Everything starts by defining your online ‘voice.’ The voice must be simple, direct and transparent. This is true of all effective publicity.
“I’ll be back.”
“What ju talken’ ’bout, Willis?”
Technology is fantastic. I listen to Irish radio live on my phone. As you know, the Irish are known for their wonderful word smithing. This morning, a news columnist who wanted desperately to keep a specific area – a remote peninsula jutting into the wild Atlantic Ocean – preserved as-is was interviewed. Her key message: “above all, no cars.” Simple, direct, transparent. Common sense, really.
She did not focus on the people and interests who want the area developed for tourism. She didn’t counter complex arguments about jobs, the economic development, politics, the environment, etc. making it a point; counter-point debate. Instead, she characterized the place as “shutting the door behind you” to enter a world of silence away from the noise of the modern world. “If you like silence, this place must be preserved. That means no cars.” No cars. That’s her catch-phrase, her mission, her message. Our job is to develop the same message simplicity for you, too.
What is your “no cars” catch-phrase? Let’s find it and use it. Remember, the message rules!
First, we need you to express your voice effortlessly in a simple of manner. Then, we add volume, lots and lots of volume. The real difficulty is keeping the transparency (honesty/authenticity). That is the first place most social media campaigns fail.
Your friends and fans, prospects and clients, strangers and nair-do-wells don’t want to read what your ad agency says you should say. Nope. They want to hear your voice. They want to know, “Hey, YOU – Cars? No cars? What do YOU think? Oh, you’re in business, too? Cool. My sister needs two of everything you got.”
I solve the challenge of transparency by asking you up front to define the following:
- What are the three things professionally you do better than anyone else? [What makes you uniquely qualified? What is your niche in the marketplace?]

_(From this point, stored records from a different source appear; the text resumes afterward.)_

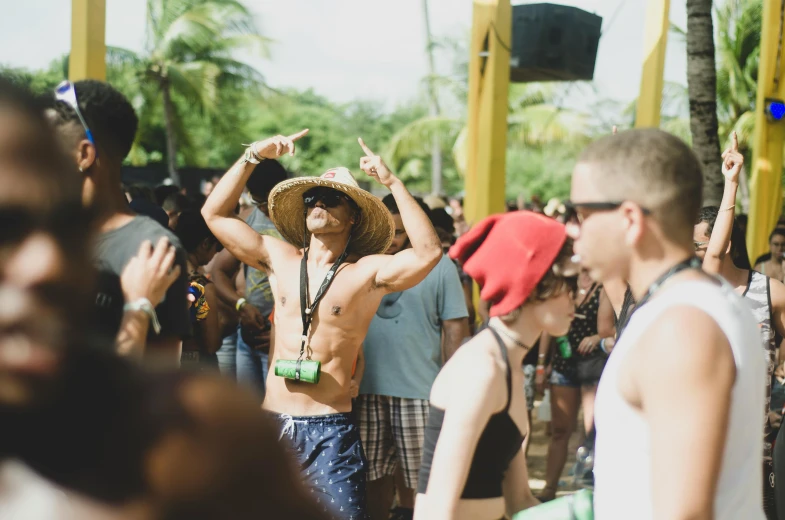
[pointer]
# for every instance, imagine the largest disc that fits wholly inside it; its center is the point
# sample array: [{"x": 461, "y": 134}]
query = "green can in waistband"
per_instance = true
[
  {"x": 578, "y": 506},
  {"x": 307, "y": 371}
]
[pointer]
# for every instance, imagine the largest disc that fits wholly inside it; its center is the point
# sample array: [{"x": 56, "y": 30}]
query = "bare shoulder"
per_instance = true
[
  {"x": 684, "y": 339},
  {"x": 474, "y": 374},
  {"x": 373, "y": 262},
  {"x": 279, "y": 251},
  {"x": 777, "y": 294}
]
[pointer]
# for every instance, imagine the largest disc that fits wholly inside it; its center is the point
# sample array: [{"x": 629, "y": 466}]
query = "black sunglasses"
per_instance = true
[
  {"x": 330, "y": 198},
  {"x": 572, "y": 209}
]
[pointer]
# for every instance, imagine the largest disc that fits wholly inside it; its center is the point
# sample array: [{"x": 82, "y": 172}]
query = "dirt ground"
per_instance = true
[{"x": 538, "y": 453}]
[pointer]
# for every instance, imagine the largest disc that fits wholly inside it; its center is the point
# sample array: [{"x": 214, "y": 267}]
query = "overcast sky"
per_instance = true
[{"x": 345, "y": 49}]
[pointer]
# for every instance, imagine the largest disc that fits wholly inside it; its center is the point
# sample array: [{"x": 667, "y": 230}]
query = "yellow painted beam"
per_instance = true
[
  {"x": 88, "y": 40},
  {"x": 655, "y": 44},
  {"x": 766, "y": 185},
  {"x": 489, "y": 81}
]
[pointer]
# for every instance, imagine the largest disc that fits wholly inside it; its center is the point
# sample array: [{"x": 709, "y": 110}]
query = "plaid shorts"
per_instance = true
[{"x": 392, "y": 430}]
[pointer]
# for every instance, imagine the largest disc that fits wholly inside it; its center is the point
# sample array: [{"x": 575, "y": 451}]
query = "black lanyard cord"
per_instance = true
[
  {"x": 690, "y": 263},
  {"x": 308, "y": 308}
]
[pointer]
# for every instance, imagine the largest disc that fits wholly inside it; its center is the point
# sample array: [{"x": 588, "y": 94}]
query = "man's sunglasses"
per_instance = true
[
  {"x": 66, "y": 92},
  {"x": 329, "y": 197},
  {"x": 574, "y": 210}
]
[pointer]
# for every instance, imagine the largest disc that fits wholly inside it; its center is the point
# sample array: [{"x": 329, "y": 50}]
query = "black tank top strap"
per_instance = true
[{"x": 503, "y": 349}]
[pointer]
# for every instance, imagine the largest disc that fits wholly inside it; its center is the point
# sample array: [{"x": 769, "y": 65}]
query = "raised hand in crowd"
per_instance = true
[
  {"x": 374, "y": 166},
  {"x": 144, "y": 282},
  {"x": 277, "y": 146}
]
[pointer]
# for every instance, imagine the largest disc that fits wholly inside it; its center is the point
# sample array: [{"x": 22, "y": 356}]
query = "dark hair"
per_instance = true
[
  {"x": 192, "y": 230},
  {"x": 654, "y": 169},
  {"x": 738, "y": 246},
  {"x": 176, "y": 202},
  {"x": 163, "y": 191},
  {"x": 441, "y": 219},
  {"x": 777, "y": 231},
  {"x": 265, "y": 176},
  {"x": 108, "y": 113},
  {"x": 389, "y": 202},
  {"x": 33, "y": 163},
  {"x": 554, "y": 281}
]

- What are the three biggest problems your best clients need solved?
- What are the three biggest problems you solve for clients best?
We use your own answers to craft three very simple general messages that reflect the values you and your little township of prospects and clients have in common. Those messages are then translated into posts using a variety of grammatical devices such as analogies, similes, examples, etc.
The posts are then linked to either your web page, your blog or something else. The idea is to:
A) Always offer genuine value
B) Be a good (social networking) neighbor
C) Engage your fans!
Every post has a link. Every post is written to offer genuine value. Every post reflects the values and priorities you have in common with your clients.
Once we have your voice defined, here’s what I do:
- Distribute your key messages cleanly using LinkedIn, Facebook and Twitter.
- Generate up to one post-per-hour (8/day – 56/wk) (can be pre-approved)
- Create a conversational mix with about 1/5th being direct sales-oriented and the rest being your key messages (see fb page as example).
Beyond, this, as we drill down, we customize to include key words (SEO), web site landing page copy, blog posts, etc. within a comprehensive/holistic communications strategy. But it all revolves around the message – your key messages.
Why not do SEO and web copy first? Why not post funny quotes and links to your site? Why not write a blog about your business. Why not? Because the message rules! We get the message nailed first. From a compelling, pithy message, all things are possible. In other words, “Is Féidir Linn!” Si se Puede! Yes We Can!